During the 1950s the company expanded into the retail market. Outgrowing the original fourth floor location at 580 Fifth Avenue, the company moved down two floors in the same building to the second floor location that would become the company's home for the next several decades. The second floor housed a larger showroom, a jewelry department, and a shipping department. During their years in this store, the phrase "Upstairs at Michael C. Fina" was coined.

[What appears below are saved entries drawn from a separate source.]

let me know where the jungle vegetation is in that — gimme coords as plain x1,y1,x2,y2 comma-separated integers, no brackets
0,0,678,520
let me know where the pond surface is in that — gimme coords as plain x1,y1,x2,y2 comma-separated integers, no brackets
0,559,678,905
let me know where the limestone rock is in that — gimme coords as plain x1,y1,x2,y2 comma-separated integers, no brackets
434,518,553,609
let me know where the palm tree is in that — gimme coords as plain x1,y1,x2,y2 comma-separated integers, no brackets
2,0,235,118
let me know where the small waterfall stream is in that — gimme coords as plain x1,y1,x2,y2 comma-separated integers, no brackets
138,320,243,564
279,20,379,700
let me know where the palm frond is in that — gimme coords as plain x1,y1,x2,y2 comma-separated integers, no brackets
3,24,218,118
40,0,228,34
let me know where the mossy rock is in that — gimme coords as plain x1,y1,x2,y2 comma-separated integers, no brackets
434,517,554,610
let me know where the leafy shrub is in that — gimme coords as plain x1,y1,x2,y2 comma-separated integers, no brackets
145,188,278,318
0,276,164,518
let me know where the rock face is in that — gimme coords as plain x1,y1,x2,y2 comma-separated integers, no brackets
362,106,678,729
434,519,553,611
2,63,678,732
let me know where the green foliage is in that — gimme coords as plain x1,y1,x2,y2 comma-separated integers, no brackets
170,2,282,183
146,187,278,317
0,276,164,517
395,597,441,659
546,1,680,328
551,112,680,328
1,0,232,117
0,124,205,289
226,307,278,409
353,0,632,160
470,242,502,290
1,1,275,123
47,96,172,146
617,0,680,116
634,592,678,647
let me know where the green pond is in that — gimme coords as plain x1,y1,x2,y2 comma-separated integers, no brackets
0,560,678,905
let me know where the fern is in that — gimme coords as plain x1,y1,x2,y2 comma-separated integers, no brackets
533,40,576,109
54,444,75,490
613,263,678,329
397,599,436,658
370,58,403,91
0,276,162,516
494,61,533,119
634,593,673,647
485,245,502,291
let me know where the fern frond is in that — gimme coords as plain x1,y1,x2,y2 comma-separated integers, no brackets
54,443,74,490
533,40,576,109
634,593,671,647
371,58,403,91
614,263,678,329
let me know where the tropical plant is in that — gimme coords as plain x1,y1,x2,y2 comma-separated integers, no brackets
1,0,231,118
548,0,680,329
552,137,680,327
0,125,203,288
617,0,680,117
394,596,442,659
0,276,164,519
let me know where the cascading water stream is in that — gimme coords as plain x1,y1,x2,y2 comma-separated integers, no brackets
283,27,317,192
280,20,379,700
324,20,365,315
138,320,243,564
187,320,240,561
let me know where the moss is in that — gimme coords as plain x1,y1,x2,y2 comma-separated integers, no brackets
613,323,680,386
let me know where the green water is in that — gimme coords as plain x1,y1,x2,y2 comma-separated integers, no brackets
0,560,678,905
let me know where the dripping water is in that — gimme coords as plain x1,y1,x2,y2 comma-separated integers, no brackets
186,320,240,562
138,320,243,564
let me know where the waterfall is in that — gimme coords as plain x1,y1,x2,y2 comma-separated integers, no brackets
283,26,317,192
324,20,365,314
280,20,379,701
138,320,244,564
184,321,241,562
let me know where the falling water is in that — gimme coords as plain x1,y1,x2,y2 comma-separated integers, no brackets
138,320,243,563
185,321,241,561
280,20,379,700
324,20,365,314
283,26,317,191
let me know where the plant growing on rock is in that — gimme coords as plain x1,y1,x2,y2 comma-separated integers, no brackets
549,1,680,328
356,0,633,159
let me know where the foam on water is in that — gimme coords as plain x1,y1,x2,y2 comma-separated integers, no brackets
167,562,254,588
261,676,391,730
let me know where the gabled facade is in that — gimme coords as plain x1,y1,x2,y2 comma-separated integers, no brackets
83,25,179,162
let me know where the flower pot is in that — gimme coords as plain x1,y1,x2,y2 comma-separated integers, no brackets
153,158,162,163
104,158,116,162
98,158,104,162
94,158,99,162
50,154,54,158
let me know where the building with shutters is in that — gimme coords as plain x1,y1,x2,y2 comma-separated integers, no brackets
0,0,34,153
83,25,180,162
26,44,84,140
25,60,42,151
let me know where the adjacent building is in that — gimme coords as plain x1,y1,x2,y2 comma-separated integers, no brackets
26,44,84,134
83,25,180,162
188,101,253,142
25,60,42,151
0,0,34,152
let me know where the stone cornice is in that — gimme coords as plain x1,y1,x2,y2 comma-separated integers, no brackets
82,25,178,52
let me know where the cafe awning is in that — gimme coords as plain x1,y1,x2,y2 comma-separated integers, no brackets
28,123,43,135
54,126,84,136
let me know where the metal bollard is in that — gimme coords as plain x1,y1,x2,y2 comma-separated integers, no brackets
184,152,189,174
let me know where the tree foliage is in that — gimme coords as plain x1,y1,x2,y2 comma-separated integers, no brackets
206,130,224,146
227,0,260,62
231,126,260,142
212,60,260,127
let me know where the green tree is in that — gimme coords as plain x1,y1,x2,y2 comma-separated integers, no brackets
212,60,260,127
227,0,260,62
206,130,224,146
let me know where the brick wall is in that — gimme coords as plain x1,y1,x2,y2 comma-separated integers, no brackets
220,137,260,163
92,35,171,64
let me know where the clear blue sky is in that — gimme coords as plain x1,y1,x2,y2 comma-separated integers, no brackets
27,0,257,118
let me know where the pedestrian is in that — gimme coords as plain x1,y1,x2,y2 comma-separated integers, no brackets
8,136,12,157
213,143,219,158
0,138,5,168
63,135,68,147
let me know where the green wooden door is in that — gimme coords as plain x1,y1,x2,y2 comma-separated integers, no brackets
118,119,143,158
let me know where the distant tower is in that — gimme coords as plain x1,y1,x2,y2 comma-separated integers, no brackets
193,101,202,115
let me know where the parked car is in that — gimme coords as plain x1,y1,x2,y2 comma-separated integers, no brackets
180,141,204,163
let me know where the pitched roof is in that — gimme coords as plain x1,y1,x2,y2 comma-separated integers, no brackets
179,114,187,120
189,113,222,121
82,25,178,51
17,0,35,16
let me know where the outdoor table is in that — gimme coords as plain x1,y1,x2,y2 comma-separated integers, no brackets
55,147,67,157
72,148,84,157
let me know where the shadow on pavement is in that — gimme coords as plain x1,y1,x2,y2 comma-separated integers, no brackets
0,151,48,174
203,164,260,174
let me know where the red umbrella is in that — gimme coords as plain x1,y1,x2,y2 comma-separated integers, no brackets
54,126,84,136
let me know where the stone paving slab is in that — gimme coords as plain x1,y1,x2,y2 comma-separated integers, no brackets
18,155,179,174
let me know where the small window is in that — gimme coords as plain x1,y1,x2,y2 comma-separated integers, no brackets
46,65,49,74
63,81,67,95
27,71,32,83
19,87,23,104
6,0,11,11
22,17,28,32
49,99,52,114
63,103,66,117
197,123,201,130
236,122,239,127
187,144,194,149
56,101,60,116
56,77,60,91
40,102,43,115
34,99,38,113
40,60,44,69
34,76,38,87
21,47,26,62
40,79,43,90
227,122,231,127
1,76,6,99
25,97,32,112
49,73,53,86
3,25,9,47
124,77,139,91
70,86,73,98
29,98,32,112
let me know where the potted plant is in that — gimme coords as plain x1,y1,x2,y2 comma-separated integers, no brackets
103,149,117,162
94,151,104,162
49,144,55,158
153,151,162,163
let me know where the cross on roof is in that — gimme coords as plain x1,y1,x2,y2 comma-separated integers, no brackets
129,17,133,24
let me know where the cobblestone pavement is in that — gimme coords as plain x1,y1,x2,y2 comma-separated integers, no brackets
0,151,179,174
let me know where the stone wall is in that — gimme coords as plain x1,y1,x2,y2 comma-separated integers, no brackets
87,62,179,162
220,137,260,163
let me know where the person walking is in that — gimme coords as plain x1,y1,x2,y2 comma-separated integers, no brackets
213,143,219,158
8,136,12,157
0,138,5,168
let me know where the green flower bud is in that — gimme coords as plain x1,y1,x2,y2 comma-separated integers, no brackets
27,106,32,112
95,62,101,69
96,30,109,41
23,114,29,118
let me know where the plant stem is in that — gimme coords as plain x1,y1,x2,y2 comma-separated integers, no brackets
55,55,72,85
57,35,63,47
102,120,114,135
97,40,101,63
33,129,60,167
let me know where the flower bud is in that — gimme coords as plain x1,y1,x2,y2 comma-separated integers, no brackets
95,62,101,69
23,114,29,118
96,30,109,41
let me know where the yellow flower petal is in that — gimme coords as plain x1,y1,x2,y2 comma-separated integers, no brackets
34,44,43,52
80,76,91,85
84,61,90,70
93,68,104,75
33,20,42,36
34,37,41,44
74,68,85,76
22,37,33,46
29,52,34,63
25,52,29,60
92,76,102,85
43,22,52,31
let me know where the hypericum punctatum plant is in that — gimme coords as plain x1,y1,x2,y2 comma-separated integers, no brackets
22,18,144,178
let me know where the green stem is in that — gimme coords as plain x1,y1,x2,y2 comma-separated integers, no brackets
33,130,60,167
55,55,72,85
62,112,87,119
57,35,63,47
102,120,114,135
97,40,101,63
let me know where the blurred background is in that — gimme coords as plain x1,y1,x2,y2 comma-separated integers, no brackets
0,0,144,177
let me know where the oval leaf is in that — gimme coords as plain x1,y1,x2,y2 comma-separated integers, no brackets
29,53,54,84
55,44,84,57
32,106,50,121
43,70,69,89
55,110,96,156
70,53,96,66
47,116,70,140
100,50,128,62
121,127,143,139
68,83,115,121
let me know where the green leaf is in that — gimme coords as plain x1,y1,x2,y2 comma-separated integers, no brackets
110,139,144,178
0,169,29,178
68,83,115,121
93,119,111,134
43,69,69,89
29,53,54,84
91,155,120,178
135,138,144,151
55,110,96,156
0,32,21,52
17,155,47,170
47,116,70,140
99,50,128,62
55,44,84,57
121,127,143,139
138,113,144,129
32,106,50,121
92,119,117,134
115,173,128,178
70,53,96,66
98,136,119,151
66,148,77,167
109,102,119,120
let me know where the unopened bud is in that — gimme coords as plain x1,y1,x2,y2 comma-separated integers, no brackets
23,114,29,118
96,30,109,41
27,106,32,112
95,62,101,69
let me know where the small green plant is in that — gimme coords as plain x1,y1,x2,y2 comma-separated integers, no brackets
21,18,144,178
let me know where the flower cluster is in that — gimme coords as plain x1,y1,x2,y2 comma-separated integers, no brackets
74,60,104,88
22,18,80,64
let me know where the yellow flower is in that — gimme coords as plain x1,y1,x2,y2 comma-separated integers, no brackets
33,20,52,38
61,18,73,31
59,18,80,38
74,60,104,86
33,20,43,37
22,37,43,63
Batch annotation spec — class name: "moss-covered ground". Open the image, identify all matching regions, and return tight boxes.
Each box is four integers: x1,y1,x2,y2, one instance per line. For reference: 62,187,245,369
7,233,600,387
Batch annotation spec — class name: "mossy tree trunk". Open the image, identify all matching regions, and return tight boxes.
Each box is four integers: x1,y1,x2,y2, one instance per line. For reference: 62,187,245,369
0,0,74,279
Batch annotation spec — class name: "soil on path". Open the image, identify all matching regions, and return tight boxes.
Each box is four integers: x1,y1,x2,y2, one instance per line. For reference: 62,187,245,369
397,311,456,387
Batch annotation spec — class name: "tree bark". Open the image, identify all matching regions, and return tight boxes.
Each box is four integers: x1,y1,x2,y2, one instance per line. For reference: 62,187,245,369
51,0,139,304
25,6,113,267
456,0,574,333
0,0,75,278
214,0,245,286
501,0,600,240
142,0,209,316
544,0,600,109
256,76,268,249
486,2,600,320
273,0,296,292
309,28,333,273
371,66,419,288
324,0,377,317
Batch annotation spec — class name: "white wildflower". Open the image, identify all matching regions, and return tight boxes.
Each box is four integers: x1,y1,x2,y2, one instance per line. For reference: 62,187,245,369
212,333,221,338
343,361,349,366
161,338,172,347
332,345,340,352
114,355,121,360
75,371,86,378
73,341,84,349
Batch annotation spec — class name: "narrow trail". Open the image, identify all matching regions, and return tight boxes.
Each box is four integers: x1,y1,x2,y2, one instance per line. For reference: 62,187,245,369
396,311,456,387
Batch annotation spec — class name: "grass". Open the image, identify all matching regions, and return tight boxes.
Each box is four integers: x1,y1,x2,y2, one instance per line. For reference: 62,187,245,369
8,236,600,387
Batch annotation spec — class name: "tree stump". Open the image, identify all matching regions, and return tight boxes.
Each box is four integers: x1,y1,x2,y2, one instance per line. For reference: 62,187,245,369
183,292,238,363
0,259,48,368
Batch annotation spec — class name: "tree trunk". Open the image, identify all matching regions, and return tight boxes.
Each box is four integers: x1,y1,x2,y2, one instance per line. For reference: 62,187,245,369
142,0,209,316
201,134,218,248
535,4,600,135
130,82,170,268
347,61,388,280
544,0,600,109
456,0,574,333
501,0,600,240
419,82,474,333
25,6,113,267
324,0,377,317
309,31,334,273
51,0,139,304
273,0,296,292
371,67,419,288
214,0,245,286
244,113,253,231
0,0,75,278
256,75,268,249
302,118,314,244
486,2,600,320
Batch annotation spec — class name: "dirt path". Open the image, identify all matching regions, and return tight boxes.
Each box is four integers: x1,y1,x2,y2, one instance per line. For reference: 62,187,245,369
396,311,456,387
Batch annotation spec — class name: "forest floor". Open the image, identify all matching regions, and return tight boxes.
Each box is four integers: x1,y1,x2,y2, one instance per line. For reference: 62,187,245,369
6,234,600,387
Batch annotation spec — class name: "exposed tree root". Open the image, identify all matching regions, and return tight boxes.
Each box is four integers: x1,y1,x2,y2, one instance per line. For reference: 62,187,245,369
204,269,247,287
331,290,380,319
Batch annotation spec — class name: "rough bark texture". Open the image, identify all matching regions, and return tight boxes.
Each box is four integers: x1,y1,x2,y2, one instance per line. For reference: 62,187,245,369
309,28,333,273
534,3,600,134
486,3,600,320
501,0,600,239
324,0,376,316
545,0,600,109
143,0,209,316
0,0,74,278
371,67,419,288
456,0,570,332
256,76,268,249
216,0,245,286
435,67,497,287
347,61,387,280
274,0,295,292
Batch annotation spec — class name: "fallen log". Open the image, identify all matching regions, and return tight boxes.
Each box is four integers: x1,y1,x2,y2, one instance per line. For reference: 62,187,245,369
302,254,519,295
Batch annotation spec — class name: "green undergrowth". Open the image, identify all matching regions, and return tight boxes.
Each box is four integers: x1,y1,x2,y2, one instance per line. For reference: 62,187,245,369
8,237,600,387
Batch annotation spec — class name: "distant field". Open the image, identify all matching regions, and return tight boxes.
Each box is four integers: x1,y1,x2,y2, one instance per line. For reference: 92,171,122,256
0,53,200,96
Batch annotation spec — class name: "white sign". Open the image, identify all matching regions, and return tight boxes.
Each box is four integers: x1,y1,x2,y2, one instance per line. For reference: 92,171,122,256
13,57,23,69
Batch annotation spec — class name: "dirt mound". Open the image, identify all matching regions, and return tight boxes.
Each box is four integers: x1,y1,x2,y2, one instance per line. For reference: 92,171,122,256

They remained at 580 Fifth Ave. until 1998 before moving to 545 Fifth Avenue and ultimately 500 Park Avenue and their target market shifted from discounter to luxury as they changed locations.

Michael C. Fina was one of the first companies in New York City to enter the bridal registry business. At its peak the company registered over 10,000 brides per year.

===Closure===
In 2016, the company closed its physical store due to a drop in foot traffic and transformed into an online-only retailer partnering with Amazon and Zola. The company ceased operations in April 2019.

== Employee Recognition ==
Entering the recognition business in the 1960s, the Finas incorporated lifestyle gifts alongside more traditional recognition items such as tie tacks and desk clocks and by 2015 provided rewards to Fortune 1000 companies. In 2017, it was acquired by HALO Branded Solutions and became known as Michael C. Fina Recognition - A HALO Company.